First prove by induction on $n$ that every cell $C\subseteq \mathbb{R}^n$ is (topologically) connected.
When $n = 0$ or $1$, the cells are points or open intervals in $\mathbb{R}$, and hence connected.
For the inductive step, suppose $C\subseteq \mathbb{R}^{n+1}$ is a cell. Let $C' = \pi(C)\subseteq \mathbb{R}^n$. Then $C'$ is a cell in $\mathbb{R}^n$, so it is connected by induction. For each point $a\in C'$, the fiber $C_a = \{b\in \mathbb{R}\mid (a,b)\in C\}$ is a point or an open interval in $\mathbb{R}$, and hence connected.
Assume for contradiction that $C$ is disconnected, i.e., there is a partition $X = U\sqcup V$ such that $U$ and $V$ are both non-empty and open in the subspace topology on $C$. Let $U' = \pi(U)$ and $V' = \pi(V)$. Note that $U'$ and $V'$ are non-empty and open in $C'$, since $\pi\colon C\to C'$ is an open map, and $C' = U'\cup V'$.

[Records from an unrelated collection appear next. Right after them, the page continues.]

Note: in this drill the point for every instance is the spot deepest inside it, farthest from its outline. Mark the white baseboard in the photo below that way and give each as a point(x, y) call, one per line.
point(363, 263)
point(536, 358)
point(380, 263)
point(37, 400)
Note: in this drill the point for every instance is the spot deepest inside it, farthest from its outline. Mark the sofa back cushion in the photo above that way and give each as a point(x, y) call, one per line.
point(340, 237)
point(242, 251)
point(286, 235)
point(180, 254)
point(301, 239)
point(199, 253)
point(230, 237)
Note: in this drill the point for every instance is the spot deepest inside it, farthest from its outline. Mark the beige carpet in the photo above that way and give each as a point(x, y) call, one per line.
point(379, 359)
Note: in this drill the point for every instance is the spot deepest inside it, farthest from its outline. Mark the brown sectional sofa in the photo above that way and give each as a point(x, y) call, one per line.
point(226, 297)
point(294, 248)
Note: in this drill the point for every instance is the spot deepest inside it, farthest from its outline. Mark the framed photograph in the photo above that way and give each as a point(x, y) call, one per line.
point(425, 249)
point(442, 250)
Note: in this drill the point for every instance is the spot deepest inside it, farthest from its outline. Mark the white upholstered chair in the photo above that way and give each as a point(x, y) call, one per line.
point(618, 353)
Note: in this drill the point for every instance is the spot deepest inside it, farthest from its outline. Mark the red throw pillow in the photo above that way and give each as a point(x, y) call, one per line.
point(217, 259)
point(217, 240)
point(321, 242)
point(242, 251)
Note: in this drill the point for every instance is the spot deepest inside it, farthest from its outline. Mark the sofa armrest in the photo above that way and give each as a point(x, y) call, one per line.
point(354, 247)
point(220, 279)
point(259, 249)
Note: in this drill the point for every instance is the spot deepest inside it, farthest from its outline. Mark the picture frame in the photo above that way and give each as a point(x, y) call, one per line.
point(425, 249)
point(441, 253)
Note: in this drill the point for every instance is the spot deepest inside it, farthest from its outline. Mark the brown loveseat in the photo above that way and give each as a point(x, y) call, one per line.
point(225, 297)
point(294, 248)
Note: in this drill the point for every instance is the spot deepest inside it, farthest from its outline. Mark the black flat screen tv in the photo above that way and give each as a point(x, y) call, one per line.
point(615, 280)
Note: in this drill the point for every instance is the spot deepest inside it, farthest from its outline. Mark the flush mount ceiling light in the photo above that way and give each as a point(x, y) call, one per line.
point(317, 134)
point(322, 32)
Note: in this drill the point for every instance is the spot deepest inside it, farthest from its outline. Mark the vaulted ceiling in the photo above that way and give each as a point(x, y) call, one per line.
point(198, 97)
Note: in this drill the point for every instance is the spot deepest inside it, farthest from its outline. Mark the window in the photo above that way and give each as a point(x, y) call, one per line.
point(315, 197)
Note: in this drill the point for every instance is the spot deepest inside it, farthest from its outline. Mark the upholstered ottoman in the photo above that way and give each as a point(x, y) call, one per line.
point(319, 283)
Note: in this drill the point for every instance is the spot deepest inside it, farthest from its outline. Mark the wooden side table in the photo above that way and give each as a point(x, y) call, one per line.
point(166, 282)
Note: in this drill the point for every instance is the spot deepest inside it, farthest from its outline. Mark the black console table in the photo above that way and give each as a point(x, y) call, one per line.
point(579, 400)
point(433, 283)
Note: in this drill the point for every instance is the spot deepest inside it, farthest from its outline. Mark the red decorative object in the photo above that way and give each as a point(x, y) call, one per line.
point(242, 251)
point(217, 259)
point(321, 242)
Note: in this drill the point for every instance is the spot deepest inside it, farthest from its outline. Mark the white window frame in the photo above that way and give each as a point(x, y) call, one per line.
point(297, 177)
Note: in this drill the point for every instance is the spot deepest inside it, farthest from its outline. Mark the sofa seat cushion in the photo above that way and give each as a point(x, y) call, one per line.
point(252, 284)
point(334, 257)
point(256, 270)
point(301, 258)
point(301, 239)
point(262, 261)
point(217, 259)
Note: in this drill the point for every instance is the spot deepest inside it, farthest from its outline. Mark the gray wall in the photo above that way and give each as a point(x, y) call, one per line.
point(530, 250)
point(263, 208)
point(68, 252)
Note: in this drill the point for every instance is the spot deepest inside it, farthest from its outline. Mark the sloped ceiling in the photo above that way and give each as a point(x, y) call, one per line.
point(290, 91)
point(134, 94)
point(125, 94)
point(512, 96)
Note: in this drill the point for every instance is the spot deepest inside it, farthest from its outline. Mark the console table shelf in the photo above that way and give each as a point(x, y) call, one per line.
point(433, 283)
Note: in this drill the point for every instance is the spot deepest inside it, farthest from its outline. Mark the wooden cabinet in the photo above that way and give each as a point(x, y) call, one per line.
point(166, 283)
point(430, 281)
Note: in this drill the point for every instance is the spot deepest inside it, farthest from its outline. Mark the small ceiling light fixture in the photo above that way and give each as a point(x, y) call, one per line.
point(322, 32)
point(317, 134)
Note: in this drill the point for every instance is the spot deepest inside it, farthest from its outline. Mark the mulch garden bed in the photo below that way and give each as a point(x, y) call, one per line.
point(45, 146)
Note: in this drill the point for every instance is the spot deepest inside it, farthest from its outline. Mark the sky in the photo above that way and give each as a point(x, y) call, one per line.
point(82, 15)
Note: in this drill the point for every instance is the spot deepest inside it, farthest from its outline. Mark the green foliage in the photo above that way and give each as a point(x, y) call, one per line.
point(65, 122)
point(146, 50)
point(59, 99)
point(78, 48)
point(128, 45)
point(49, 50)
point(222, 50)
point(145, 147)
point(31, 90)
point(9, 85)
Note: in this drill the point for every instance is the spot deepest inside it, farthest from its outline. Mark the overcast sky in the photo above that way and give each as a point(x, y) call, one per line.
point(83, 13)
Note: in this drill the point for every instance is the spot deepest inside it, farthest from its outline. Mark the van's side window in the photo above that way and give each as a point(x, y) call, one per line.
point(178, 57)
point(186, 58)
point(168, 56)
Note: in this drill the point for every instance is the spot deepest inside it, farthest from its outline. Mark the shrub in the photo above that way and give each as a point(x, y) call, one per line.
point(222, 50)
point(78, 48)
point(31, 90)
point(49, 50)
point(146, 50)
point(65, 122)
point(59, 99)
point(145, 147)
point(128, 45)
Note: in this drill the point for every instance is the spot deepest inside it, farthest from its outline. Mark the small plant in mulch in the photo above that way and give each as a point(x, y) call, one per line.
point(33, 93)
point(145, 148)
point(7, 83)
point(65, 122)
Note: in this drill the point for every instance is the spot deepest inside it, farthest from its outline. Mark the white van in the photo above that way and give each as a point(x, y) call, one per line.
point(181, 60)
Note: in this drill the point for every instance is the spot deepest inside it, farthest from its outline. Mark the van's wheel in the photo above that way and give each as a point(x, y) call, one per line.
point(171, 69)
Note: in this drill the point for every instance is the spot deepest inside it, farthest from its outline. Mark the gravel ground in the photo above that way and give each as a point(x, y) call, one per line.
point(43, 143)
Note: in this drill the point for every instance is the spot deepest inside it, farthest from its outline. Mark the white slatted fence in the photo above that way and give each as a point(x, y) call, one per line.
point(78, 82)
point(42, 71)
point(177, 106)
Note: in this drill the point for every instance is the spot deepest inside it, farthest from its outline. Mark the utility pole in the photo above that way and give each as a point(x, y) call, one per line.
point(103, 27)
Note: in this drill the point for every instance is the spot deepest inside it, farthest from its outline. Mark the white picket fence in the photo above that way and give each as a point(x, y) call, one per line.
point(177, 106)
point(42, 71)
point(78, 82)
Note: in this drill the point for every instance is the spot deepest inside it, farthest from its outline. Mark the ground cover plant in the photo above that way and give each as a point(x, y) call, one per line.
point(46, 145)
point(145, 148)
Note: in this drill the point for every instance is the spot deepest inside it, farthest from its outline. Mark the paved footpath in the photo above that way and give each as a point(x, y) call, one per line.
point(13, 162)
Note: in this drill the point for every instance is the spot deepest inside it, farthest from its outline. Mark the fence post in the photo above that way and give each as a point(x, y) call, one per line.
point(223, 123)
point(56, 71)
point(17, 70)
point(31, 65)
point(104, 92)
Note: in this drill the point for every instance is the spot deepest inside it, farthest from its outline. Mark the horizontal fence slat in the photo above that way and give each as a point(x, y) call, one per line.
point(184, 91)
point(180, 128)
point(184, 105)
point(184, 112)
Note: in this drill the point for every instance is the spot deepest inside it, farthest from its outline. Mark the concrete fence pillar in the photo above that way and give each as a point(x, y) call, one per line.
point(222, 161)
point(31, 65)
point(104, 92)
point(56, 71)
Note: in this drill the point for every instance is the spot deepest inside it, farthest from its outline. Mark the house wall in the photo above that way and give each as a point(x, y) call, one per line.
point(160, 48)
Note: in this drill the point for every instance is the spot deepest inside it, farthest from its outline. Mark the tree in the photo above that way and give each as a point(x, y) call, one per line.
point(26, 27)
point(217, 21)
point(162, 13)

For each $a\in C'$, since $C_a$ is connected, either $C_a\subseteq U$ or $C_a\subseteq V$. Thus $U'$ and $V'$ are disjoint subsets of $C'$. This contradicts connectedness of $C'$.
Now let $X$ be a definably connected set. By cell decomposition, we can write $X$ as a finite disjoint union of cells: $$X = C_1\sqcup C_2\sqcup \dots \sqcup C_n.$$
Assume for contradiction that $X$ is disconnected, i.e., there is a partition $X = U\sqcup V$ such that $U$ and $V$ are both non-empty and open in the subspace topology on $X$. Since each cell $C_i$ is connected, either $C_i \subseteq U$ or $C_i\subseteq V$. Then $U$ and $V$ are each a union of some of the cells $C_i$, and hence definable, contradicting the fact that $X$ is definably connected.